Rupiah Melemah Capai Rp16.400, Menperin Pede Tak Ada PHK Industri
- Kemenperin
Jakarta – Nilai tukar rupiah dalam beberapa waktu terakhir ini terus mengalami pelemahan. Rupiah bahkan pernah anjlok dengan hampir menyentuh level Rp 16.500 per dolar AS.
Adapun dalam penutupan perdagangan sore ini rupiah berada di level Rp 16.431 per dolar AS.
Lantas, dari pelemahan rupiah ini apakah akan mendorong Pemutusan Hubungan Kerja (PHK) di industri tekstil?
Merespons itu, Menteri Perindustrian, Agus Gumiwang Kartasasmita mengatakan dia optimis industri manufaktur tetap kuat. Sebab menurutnya, industri ini memiliki ketahanan yang tinggi.
"Terkait dengan pelemahan rupiah, industri atau manufaktur resilience pada dasarnya seperti itu. Memang ada tantangan tapi saya kira ketahanan kita tetap tinggi," kata Agus di Kompleks Istana Kepresidenan, Jakarta, Senin, 24 Juni 2024.
Dia pun menjawab soal industri tekstil PT Sri Rejeki Isman Tbk (Sritex) terancam bangkrut. Agus bilang berkaitan dengan itu, Kemenperin akan mempelajari apa penyebabnya.
"Itu harus kita pelajari mengapa bangkrut. Kita mesti lihat model bisnisnya seperti apa di Sritex Group itu. Apakah bangkrutnya murni karena tekstil, apakah ada masalah-masalah yang dihadapi pusat," ujarnya.
Sebelumnya, Gubernur Bank Indonesia (BI), Perry Warjiyo membeberkan alasan melemahnya nilai tukar rupiah. Dari sisi domestik salah satunya karena dipengaruhi persepsi terhadap kesinambungan fiskal ke depan.
Untuk diketahui, Presiden RI terpilih, Prabowo Subianto baru akan dilantik pada November 2024.
"Dari faktor domestik, tekanan pada rupiah juga disebabkan oleh kenaikan permintaan valas oleh korporasi termasuk untuk repatriasi dividen, serta persepsi terhadap kesinambungan fiskal ke depan," kata Perry dalam konferensi pers di Kantor Bank Indonesia Kamis, 20 Juni 2024.
Selain itu, pelemahan nilai tukar rupiah ini juga dipengaruhi oleh dampak tingginya ketidakpastian pasar global.

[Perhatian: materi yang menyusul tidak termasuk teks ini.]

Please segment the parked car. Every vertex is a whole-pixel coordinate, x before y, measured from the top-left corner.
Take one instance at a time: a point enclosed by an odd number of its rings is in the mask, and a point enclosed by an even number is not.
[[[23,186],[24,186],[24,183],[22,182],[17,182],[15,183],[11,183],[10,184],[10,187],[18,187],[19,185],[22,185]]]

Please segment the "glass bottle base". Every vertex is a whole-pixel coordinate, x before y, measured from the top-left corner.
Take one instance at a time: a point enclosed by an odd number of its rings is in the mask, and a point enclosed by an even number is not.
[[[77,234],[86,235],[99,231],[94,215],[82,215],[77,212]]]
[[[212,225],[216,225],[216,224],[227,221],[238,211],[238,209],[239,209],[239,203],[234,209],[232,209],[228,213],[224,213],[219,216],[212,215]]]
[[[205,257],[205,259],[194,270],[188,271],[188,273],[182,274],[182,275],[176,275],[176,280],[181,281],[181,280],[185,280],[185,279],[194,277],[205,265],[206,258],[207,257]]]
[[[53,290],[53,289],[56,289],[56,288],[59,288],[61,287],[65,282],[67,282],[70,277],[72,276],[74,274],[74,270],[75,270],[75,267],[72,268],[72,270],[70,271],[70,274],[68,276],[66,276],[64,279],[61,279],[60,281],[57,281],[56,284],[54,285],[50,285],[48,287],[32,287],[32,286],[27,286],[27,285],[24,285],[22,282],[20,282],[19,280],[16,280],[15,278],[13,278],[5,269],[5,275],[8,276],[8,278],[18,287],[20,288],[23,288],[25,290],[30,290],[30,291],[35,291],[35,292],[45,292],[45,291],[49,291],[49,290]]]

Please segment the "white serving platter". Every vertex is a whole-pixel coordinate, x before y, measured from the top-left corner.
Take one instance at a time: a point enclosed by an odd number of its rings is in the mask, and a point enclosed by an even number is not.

Hal itu terutama berkaitan dengan ketidakpastian arah penurunan Federal Funds Rate (FFR).
"Pelemahan nilai tukar rupiah tersebut dipengaruhi oleh dampak tingginya ketidakpastian pasar global, terutama berkaitan dengan ketidakpastian arah penurunan FFR, penguatan mata uang dolar AS secara luas, dan masih tingginya ketegangan geopolitik," jelasnya.